LUC results when one type of land (e.g. pastureland) is converted to another (e.g. cropland), driven by socioeconomic changes and/or climate forcings. LUC is associated with undesirable environmental impacts, such as loss of biodiversity (de Baan et al., 2013) and GHG emissions (Plevin et al., 2014). Thus, LUC is an important midpoint indicator in LCA (Teixeira et al., 2016). LUC has received significant attention over recent years in LCA research (Schmidt et al., 2015) as well as LCA-based studies on biofuels including the EPA RFS2 program (Sissine, 2010), the DOE's billion ton study (Langholtz et al., 2016), the California Air Resources Board's (CARB) Low Carbon Fuel Standard (CARB, 2011). The topic has been studied in numerous research works, including a work on LUC implications for algae production (Handler et al., 2017), LUC GHG emissions estimations for oil palm expansion in Thailand for biodiesel (Permpool et al., 2016), and analyzing Thai bioenergy policy (Prapaspongsa and Gheewala, 2016). Biofuels and bioenergy production induce direct (Hertel et al., 2010) and indirect LUC (Fajardy and Mac Dowell, 2017), and care must be taken to model both (Taheripour and Tyner, 2013).
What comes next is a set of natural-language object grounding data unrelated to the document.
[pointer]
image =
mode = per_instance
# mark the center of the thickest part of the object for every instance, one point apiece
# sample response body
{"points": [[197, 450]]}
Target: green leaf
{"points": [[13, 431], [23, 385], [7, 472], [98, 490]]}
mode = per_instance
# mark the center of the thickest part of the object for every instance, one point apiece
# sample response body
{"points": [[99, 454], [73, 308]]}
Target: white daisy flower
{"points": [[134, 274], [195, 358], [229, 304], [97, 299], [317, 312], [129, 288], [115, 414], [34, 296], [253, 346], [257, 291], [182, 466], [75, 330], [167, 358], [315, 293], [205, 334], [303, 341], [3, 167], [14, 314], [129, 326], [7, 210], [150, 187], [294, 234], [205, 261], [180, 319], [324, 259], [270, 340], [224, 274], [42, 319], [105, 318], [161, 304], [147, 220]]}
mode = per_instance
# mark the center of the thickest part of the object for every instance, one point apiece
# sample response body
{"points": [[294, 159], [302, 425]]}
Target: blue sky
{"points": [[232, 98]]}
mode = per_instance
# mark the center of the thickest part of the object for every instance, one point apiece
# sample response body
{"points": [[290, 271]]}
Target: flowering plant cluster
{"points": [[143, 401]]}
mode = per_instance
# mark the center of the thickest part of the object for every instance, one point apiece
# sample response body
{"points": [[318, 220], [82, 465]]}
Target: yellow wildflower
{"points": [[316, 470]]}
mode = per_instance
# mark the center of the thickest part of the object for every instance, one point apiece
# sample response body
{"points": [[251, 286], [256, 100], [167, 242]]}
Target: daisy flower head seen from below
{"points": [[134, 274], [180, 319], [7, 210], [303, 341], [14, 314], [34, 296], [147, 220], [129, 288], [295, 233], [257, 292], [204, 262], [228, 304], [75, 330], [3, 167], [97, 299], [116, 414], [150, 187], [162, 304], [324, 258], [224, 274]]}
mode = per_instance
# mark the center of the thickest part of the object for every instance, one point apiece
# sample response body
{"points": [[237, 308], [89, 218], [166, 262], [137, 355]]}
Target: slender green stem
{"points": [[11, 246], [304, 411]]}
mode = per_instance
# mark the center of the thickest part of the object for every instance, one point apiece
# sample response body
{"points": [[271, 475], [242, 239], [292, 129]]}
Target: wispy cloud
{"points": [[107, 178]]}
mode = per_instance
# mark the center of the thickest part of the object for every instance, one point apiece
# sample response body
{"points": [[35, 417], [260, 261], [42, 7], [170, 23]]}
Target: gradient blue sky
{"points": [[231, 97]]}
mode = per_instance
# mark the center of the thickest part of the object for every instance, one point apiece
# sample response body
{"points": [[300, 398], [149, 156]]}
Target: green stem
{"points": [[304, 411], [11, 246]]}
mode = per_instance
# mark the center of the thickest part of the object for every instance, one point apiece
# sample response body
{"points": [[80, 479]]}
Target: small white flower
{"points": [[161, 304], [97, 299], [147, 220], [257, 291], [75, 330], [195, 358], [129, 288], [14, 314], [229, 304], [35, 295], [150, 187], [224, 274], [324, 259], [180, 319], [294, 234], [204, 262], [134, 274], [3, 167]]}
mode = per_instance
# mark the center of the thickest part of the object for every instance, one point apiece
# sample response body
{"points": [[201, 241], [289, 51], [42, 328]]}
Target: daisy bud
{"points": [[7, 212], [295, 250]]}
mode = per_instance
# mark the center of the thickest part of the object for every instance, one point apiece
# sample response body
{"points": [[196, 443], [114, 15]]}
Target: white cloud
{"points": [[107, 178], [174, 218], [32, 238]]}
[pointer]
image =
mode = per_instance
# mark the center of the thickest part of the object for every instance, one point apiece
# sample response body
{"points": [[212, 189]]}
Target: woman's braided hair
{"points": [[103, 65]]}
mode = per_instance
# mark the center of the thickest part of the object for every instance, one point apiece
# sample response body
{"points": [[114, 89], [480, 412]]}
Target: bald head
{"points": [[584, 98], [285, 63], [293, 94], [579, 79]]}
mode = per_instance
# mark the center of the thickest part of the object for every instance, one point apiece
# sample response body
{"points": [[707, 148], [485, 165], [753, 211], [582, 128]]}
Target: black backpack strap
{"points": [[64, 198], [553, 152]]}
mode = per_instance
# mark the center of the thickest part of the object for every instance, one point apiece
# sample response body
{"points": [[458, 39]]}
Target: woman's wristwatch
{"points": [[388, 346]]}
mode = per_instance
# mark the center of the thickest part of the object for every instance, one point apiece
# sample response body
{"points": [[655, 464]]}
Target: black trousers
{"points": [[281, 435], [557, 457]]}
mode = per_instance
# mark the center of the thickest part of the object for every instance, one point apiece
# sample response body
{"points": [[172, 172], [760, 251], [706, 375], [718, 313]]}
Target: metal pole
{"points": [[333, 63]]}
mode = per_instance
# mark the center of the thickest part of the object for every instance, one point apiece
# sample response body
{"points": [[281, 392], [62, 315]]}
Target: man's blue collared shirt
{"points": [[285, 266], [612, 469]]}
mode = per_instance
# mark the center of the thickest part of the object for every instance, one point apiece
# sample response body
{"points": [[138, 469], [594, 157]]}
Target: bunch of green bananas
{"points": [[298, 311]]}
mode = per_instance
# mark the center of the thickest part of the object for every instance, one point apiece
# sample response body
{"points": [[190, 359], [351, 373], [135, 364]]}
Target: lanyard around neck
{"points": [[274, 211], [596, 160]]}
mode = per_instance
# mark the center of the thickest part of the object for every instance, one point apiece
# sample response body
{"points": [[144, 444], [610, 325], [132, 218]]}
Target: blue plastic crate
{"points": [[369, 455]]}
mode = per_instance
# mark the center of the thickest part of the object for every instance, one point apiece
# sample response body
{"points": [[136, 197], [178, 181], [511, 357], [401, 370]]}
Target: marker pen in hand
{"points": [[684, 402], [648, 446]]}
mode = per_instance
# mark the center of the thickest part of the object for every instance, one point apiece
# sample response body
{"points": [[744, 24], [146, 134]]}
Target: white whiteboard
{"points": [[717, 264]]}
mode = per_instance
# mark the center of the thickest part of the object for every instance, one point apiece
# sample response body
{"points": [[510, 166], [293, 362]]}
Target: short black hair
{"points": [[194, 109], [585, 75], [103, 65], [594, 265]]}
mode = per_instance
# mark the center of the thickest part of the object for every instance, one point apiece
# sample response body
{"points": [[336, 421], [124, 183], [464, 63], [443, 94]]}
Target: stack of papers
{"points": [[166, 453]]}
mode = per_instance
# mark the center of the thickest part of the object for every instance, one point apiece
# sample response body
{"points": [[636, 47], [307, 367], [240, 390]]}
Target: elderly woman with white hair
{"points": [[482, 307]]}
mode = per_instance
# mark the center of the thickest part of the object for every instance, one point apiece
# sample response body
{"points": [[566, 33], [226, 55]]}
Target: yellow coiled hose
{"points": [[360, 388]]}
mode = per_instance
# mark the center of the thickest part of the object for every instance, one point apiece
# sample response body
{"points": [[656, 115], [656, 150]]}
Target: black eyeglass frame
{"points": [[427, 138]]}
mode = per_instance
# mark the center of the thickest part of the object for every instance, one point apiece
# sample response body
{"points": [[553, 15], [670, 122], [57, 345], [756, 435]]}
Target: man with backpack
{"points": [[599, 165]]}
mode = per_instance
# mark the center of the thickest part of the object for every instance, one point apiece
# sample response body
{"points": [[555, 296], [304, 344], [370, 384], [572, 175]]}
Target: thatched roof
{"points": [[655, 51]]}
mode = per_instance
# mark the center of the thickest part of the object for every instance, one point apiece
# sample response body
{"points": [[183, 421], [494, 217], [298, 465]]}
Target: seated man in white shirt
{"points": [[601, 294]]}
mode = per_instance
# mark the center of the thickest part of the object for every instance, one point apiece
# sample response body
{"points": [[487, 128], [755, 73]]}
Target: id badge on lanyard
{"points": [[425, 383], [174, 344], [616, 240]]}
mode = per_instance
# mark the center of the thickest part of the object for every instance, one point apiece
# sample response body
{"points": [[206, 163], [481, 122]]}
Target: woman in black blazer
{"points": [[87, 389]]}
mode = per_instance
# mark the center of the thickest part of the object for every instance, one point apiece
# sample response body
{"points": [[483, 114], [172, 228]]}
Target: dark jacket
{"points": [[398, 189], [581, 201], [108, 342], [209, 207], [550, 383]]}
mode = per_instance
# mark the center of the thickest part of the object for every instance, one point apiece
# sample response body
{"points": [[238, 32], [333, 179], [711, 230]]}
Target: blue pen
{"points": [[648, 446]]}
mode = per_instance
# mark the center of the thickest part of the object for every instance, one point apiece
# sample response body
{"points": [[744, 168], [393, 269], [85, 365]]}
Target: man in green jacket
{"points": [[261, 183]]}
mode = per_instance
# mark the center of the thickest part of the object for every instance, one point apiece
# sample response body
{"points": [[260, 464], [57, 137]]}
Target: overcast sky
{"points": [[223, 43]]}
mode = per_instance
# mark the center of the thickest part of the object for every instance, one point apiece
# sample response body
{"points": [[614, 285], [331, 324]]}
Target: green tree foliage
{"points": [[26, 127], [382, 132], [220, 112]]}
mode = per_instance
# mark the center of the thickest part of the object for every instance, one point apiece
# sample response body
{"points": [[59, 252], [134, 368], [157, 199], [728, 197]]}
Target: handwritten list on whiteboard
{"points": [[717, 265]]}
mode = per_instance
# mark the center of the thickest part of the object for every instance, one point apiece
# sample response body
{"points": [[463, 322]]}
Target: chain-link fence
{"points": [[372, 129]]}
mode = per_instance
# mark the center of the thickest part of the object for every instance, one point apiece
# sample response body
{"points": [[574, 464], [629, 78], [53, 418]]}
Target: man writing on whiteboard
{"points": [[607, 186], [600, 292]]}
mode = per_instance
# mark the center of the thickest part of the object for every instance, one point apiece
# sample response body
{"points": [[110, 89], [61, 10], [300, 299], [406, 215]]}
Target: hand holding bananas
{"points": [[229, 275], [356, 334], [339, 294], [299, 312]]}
Direct LUC refers to land changed for production of the biomass feedstocks. Indirect LUC can describe LUC induced by changes in the global economy from increased biofuels production, capturing LUC induced by changes in land values across the globe(Lapola et al., 2010). While the concept of LUC is intuitive, quantitatively modeling LUC and its impacts is challenging(De Rosa et al., 2016). As a result, it is difficult to plan feedstock production while considering potential environmental impacts derived from induced LUC around the globe.

Computable general equilibrium (CGE) models from economics model international trade and how it changes with changes in the economy (Hertel, 1997). Equilibrium in this work refers is economic equilibrium: economic equilibrium occurs when, for all markets of goods, capital, labor, and land, supply equals demand. CGE models are complex, highly nonlinear economic models that aim to describe the global economy and how each economic sector in each country is influenced by every other sector in every other country. Partial equilibrium models, such as the Global Change Assessment Model (GCAM) (Edmonds et al., 1997), also utilize economic equilibrium to study global impacts of trade (Kim et al., 2006), but general equilibrium models allow for broader studies. CGEs are often used in the broadest of consequential LCAs, and are considered to be more accurate when analyzing impacts felt over medium-term timescales – such as LUC (Vázquez-Rowe et al., 2013). The Global Trade Assessment Project (GTAP) CGE model is commonly used to estimate LUC (Taheripour and Tyner, 2013) and includes detailed country-level economic data (Hertel, 1997). The GTAP model has been used to analyze economic issues ranging from EU bioenergy policies (Dandres et al., 2012), national foreign policies (Engelbert et al., 2014), and trade liberalization of forestry products (Stenberg and Siriwardana, 2015) to climate change (Nijkamp et al., 2005), water scarcity (Berrittella et al., 2007), and outbreaks of livestock diseases (Boisvert et al., 2012). An important drawback of CGE models is their coarse resolution (Igos et al., 2015). However, inputs/outputs that are often aggregated, such as land use, can be seamlessly integrated into CGE models to analyze global impacts with a breadth that other methods cannot.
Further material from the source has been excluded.